Translation of those competencies into curricula has been checkerboard, Schroder writes in an email. “Since EFPPEC, there has been some improvement in the knowledge, skills and attitudes of graduating medical students regarding palliative and end-of-life care but it is still less than adequate as the ‘translation’ into curriculum is variable across Canada.”

More research would be needed to determine how effectively the competencies are being reflected in medical school curricula, says Dr. Larry Librach, Sun Life Financial chair in bioethics and director of the Joint Centre for Bioethics at the University of Toronto in Ontario and past director of the Temmy Latner Centre for Palliative Care at Mount Sinai Hospital in Toronto. Palliative care education in postgraduate medical schools remains sparse, he says. “We’d like to think that the enhanced curriculum does produce better physicians, but the postgraduate side of things needs to complement what they’re seeing in the undergraduate and doing in the undergraduate.”

For existing health care practitioners looking to acquire advanced skills, various Canadian medical schools offer a one-year program of added competence in palliative medicine for medical graduates jointly accredited by the Royal College of Physicians and Surgeons of Canada and the College of Family Physicians of Canada. Nurses can opt for certification in palliative care through the Canadian Nurses Association.

Recognizing palliative medicine as a subspecialty would doubtlessly have a major impact on bolstering training in the field, says Dudgeon. To that end, the Royal College of Physicians and Surgeons of Canada is considering a two-year subspecialty in palliative medicine. The Royal College’s Committee on Specialties approved the notion and it’s hoped it will be finalized within a year, Dudgeon adds. As well, the College of Family Physicians of Canada is developing the criteria for a one-year certification program in palliative medicine.

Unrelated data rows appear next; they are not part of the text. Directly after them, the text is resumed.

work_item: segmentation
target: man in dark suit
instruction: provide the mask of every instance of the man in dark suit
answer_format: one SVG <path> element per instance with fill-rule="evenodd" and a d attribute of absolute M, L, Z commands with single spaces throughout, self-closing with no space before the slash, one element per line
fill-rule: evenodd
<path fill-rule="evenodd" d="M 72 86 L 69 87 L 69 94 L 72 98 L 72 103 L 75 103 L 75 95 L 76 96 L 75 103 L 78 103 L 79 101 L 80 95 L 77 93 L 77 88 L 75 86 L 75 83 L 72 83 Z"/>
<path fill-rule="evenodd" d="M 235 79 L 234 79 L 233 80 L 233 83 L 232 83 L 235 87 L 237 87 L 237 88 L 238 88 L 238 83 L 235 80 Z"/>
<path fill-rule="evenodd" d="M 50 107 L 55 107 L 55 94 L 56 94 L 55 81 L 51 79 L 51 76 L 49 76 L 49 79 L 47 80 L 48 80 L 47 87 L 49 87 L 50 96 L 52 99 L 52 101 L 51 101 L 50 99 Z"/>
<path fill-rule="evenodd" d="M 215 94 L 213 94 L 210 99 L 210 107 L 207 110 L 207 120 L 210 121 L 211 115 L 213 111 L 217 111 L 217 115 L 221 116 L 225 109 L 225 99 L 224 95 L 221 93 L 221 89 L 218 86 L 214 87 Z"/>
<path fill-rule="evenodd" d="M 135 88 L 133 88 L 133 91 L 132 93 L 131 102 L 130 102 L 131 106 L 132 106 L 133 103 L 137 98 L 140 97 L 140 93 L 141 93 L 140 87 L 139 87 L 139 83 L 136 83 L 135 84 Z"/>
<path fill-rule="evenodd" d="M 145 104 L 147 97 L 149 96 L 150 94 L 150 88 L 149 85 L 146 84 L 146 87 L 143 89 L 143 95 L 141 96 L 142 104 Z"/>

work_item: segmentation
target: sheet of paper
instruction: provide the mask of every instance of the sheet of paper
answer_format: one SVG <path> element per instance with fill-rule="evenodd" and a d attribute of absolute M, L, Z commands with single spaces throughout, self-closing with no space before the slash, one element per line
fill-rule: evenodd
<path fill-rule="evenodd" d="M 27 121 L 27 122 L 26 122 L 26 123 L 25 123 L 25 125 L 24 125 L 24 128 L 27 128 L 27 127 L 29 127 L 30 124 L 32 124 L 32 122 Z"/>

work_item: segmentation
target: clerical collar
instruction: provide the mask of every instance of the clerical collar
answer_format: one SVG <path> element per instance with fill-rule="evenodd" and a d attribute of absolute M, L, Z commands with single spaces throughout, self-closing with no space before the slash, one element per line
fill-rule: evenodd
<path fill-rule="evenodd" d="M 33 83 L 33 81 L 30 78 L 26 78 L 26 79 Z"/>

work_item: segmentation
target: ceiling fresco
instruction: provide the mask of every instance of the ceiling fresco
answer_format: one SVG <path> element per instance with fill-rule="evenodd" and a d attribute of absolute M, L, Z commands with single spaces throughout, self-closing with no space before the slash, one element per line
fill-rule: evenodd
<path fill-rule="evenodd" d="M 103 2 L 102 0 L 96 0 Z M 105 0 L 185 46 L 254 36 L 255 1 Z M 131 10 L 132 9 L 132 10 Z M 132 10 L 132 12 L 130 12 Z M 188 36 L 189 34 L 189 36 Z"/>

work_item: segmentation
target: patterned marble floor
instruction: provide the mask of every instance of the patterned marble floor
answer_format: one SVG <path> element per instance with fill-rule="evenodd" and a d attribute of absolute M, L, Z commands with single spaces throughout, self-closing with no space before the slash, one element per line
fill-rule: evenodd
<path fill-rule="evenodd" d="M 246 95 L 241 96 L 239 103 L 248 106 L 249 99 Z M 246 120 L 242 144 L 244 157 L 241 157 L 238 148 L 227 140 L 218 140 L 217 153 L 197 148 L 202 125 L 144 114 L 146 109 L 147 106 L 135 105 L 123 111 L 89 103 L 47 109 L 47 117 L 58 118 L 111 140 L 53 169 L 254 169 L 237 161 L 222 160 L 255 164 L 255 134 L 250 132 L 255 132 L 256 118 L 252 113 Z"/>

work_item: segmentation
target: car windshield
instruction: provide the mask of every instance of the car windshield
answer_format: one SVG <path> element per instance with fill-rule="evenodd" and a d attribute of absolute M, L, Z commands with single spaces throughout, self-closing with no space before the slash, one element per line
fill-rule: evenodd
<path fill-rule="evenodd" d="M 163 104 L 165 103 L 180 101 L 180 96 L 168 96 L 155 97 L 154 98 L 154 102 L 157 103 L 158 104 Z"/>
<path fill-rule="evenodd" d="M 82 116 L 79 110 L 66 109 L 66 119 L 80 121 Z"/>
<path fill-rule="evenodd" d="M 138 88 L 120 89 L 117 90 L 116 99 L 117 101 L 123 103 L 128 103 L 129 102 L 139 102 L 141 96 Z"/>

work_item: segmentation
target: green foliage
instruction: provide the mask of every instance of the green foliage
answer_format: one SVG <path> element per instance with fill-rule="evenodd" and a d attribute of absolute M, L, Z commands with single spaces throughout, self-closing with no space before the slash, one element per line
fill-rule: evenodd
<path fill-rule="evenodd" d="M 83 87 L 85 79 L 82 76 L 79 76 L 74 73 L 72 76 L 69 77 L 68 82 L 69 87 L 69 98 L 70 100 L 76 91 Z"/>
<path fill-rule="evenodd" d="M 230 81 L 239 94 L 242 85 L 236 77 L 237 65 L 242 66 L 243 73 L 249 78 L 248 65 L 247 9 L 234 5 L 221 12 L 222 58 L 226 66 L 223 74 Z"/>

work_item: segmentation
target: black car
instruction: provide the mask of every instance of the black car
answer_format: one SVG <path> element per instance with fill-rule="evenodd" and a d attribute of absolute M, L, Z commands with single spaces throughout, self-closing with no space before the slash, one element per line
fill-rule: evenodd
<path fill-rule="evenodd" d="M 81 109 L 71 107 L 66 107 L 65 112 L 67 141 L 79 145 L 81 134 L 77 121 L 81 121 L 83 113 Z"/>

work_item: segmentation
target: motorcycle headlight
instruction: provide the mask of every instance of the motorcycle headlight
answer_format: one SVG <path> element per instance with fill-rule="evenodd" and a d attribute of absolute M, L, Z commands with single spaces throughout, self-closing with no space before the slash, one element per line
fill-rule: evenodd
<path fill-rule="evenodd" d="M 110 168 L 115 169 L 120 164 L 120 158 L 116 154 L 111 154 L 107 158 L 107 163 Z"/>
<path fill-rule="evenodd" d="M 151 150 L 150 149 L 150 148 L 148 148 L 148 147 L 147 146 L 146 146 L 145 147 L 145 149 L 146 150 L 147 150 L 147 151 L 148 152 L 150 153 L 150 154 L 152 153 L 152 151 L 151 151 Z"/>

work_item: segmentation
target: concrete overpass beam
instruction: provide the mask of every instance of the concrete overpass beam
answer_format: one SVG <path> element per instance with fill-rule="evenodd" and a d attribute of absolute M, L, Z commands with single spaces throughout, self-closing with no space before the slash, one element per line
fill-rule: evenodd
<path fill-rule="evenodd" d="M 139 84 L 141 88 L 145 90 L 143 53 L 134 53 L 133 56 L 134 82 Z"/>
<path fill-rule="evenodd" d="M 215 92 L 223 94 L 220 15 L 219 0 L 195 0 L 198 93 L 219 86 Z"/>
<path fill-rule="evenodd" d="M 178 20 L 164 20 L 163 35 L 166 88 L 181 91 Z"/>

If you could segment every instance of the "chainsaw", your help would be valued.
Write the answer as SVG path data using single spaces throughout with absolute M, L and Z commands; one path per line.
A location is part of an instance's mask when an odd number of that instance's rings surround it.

Subspecialization in palliative medicine would offer several benefits, Schroder says. Specialists would be more readily able to treat complex cases, contribute to research on palliative medicine and help train the next generation of physicians in palliative care.

But ensuring that all physicians nationwide are adequately trained in palliative care will require “some push from above” (i.e., government policies and resources), as well as public demand for quality end-of-life care, says Librach. “It’s really going to require a top-down approach and it’s going to require institutions that say quality end-of-life care is as important to us as quality birthing care or quality of care in the emergency department.”